Messi could easily have opted to play for Spain, having moved to the country as a 11-year-old. Perhaps, he would now be sitting with a few major trophies in his Barcelona drawing room. But once he decided to stick with Argentina, nothing less than a World Cup win would have given him the aura he so badly aspired for.
The original rebel
For starters, Maradona was a rebel in more ways than one. And he was the Pied Piper for every fan of the 1980s wanting to be different, to see the magical Brazilians brought down to earth. While Maradona reveled in the seeming chaos around him, Messi was a conformist, the spearhead of the neatness that Barcelona’s game embodies.
It has hardly helped that Argentina has looked at Messi as an outsider, but the diminutive genius didn’t help things by seizing leadership on the pitch. No demonstrative hand-waving, demanding the ball time and again.
For those who admired even the wickedness of Maradona (okay, the proponents of fairplay will call his outrageous “Hand of the God” goal against England in the 1986 World Cup cheating), Messi didn’t fit in. The greatest footballing talent of the generation, yes, but the leader of Argentina football, well…

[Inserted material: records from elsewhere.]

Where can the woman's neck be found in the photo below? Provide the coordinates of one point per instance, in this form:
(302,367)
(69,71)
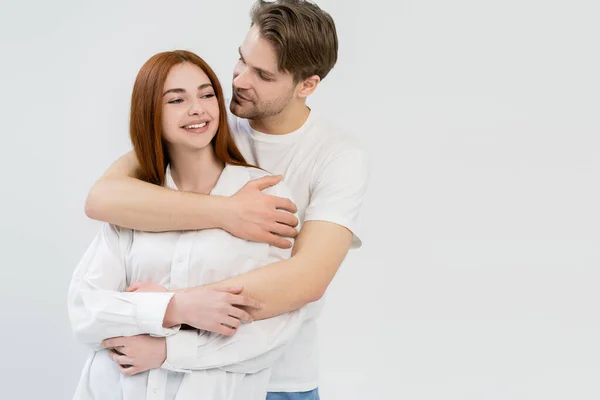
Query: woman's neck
(195,171)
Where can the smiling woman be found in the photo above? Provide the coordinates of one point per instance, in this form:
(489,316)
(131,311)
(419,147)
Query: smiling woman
(129,281)
(173,91)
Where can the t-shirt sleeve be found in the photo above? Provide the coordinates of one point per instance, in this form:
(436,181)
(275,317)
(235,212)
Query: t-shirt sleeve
(338,190)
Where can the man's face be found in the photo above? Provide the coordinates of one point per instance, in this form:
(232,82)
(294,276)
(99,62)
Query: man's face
(260,90)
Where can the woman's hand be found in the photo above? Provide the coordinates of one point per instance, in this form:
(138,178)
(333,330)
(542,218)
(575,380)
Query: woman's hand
(216,310)
(135,354)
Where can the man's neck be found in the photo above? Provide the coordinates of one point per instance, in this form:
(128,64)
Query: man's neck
(288,120)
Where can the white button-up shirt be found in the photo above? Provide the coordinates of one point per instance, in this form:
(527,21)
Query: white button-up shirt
(199,364)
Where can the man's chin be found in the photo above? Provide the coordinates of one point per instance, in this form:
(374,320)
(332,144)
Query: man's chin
(240,111)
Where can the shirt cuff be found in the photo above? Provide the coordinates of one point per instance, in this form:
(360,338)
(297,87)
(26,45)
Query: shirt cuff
(182,351)
(151,310)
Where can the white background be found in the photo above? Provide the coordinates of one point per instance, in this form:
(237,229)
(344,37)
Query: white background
(479,272)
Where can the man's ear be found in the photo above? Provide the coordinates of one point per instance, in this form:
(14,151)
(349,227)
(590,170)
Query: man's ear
(308,86)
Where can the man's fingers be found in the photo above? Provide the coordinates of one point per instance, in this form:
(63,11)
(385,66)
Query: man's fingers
(286,218)
(224,330)
(283,230)
(281,203)
(266,181)
(244,301)
(232,322)
(277,241)
(110,343)
(120,359)
(240,314)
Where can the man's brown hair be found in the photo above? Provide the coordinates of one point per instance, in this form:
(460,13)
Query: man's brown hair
(304,36)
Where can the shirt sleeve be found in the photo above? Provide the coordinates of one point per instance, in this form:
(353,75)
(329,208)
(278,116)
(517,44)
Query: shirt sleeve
(254,347)
(97,307)
(338,190)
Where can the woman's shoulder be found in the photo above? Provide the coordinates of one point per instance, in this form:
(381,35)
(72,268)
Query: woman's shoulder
(280,189)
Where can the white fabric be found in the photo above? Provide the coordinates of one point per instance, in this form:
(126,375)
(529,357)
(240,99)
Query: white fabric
(227,368)
(327,173)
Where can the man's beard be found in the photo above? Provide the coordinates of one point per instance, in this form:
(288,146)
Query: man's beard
(250,109)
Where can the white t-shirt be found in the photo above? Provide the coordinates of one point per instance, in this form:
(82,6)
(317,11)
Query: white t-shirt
(326,172)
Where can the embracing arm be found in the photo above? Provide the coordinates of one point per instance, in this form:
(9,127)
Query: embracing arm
(290,284)
(98,309)
(121,198)
(330,230)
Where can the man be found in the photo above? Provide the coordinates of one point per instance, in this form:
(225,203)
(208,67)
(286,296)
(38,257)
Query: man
(291,46)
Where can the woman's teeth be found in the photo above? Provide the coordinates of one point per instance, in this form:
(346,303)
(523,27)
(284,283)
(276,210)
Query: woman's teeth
(196,126)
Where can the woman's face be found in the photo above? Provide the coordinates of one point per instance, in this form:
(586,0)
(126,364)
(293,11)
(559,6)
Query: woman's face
(190,109)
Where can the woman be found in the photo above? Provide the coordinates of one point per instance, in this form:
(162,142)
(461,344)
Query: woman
(180,135)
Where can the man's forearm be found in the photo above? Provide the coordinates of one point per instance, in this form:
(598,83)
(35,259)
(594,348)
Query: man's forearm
(134,204)
(287,285)
(282,287)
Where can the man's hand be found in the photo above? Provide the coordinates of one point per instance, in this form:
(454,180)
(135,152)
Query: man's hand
(212,309)
(137,354)
(254,215)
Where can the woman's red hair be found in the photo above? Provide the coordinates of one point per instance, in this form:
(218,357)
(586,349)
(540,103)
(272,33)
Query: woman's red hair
(145,123)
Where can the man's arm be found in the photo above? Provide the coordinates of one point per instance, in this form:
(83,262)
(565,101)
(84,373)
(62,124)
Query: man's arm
(121,198)
(287,285)
(332,227)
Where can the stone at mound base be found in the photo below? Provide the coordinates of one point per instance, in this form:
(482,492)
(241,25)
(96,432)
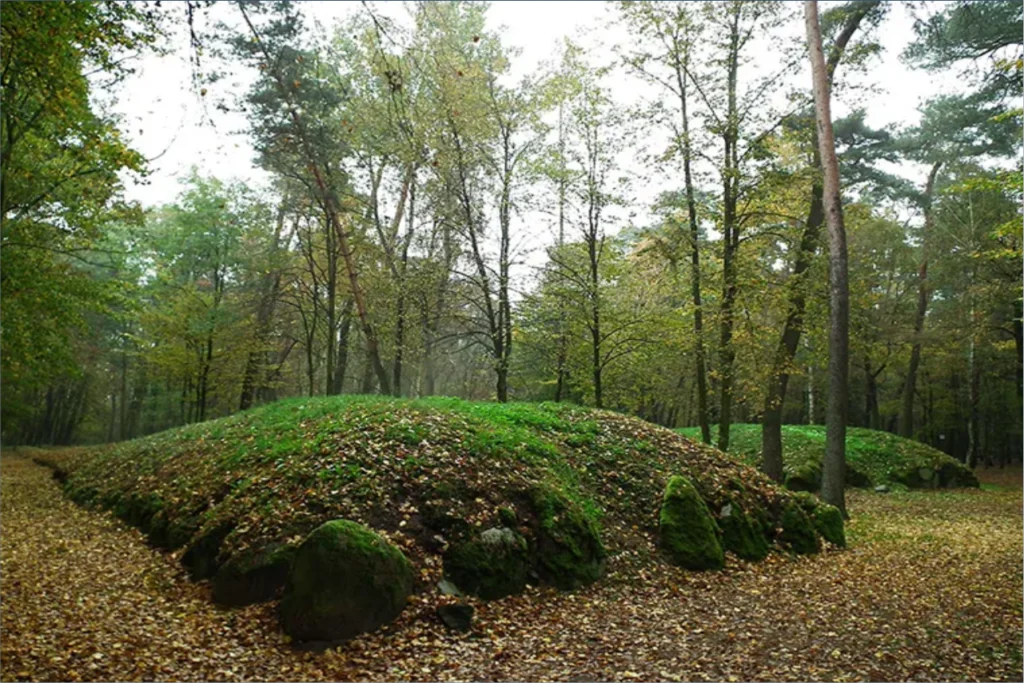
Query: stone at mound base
(689,535)
(457,617)
(345,580)
(741,535)
(798,529)
(492,566)
(569,553)
(828,522)
(253,577)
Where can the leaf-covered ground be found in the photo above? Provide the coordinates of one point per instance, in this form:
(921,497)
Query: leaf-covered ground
(872,457)
(424,472)
(931,589)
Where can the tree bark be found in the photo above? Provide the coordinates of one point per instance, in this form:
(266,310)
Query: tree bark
(906,412)
(730,241)
(771,429)
(681,67)
(332,208)
(834,470)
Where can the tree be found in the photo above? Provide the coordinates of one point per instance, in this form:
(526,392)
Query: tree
(771,430)
(834,469)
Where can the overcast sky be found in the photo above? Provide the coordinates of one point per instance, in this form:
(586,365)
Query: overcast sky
(164,116)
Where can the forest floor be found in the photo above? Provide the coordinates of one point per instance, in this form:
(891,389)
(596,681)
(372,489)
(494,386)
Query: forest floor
(932,588)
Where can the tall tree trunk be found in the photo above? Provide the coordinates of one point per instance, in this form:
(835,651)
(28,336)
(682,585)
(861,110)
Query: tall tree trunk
(338,382)
(771,426)
(1019,346)
(906,412)
(834,470)
(681,68)
(332,207)
(730,240)
(871,395)
(975,393)
(771,429)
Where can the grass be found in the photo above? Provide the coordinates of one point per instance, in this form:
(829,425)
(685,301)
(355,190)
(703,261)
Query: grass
(872,458)
(413,469)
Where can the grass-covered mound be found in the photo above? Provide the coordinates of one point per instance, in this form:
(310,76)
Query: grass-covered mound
(492,495)
(872,458)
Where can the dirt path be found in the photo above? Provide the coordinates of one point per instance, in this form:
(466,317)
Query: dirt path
(931,590)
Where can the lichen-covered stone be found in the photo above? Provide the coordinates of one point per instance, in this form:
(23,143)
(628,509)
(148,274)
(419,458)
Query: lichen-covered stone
(798,529)
(491,566)
(253,577)
(345,580)
(568,549)
(688,532)
(828,522)
(741,535)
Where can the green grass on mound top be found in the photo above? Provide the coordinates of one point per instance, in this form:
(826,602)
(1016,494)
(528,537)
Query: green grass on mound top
(872,458)
(426,472)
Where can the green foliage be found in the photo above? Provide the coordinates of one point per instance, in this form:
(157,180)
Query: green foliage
(872,458)
(742,535)
(59,188)
(798,530)
(688,532)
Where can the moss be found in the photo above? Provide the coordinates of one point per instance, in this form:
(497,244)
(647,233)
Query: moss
(807,477)
(741,535)
(568,550)
(345,580)
(508,517)
(798,529)
(688,532)
(253,577)
(492,566)
(828,522)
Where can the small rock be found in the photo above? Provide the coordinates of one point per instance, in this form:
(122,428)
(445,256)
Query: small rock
(457,617)
(448,588)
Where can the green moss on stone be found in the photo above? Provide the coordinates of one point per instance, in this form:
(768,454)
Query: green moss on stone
(828,522)
(688,532)
(798,529)
(741,535)
(492,566)
(345,580)
(254,575)
(568,549)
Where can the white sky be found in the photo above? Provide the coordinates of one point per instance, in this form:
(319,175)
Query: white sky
(163,115)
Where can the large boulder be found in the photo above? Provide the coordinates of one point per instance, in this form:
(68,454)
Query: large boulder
(345,580)
(492,566)
(798,529)
(688,532)
(741,535)
(828,522)
(254,575)
(568,552)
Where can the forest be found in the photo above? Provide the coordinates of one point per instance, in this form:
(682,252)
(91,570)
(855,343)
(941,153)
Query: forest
(467,235)
(547,293)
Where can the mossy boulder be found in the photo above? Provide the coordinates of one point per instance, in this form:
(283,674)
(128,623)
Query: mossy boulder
(254,575)
(741,535)
(568,549)
(345,580)
(492,566)
(798,529)
(828,522)
(688,532)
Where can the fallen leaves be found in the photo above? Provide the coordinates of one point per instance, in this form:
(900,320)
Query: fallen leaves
(930,590)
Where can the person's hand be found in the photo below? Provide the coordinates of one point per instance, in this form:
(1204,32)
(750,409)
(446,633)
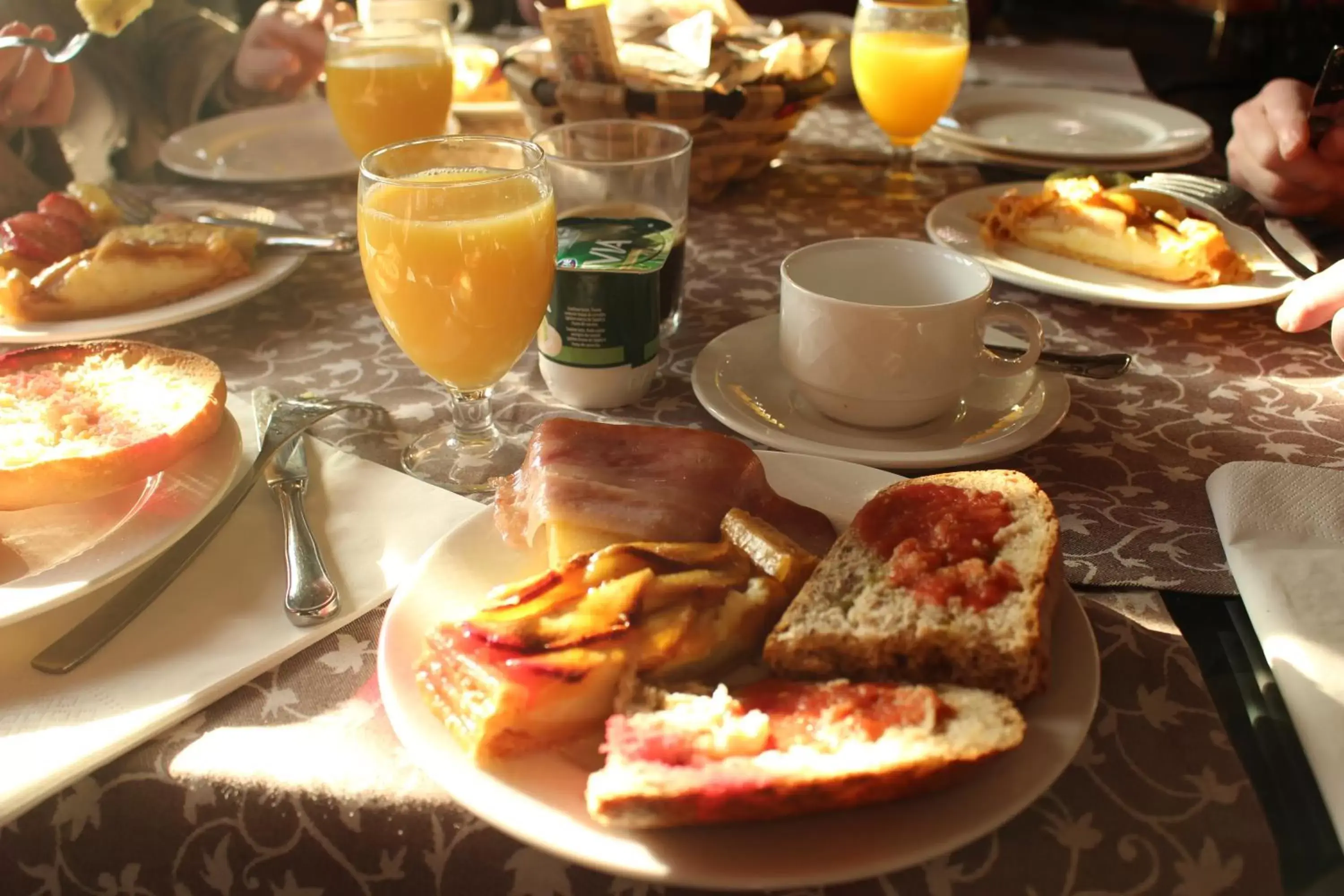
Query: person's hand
(34,93)
(1316,302)
(1271,154)
(284,46)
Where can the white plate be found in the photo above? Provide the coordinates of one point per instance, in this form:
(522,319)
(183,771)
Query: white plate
(268,146)
(539,800)
(1070,124)
(56,554)
(740,381)
(953,224)
(1051,164)
(269,269)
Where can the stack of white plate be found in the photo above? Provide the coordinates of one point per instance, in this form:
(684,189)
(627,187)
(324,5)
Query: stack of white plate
(1050,129)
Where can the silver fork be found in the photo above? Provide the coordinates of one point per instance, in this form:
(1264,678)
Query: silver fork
(56,57)
(136,210)
(1230,201)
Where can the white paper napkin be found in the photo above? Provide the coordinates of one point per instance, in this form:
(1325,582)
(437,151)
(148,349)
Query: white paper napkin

Messi internalising his anxiety to break free for Argentina didn’t help either. While it might be unfair to demand that Messi demonstrate his Argentine-ness with a major trophy, that becoming an all-consuming quest for Messi himself hasn’t helped the mood in the national team.
Argentina wouldn’t have even reached the final of the 2014 World Cup without the little genius, but the irony was that the team seemed to take upon itself the burden of their talisman.
Maradona had set a template, and winding up the opposition played a huge part in it. For every Argentina supporter, a dose of gamesmanship was welcome as it set the side apart from Brazil, owners of the beautiful game.
Messi could never whip up that sentiment. He was hardly the man to provide that battle cry. In the World Cup final against Germany two years ago, Messi had all the licence to do as he pleased, but instead of seizing the moment solo, he almost went missing.
Is Maradona envious of Messi? Maybe. He repeatedly winds up his compatriot, particularly around major championships. But it is inexplicable how the man who turns predator for Barcelona with the ball at his feet turns the hounded wearing the blue and white shirt of his national team.
For my generation, Maradona will always be Argentina’s number one. It will gladly anoint Messi as the new flag-bearer, provided he dons the combativeness of his predecessor-adversary than turn the suffering saint for his country.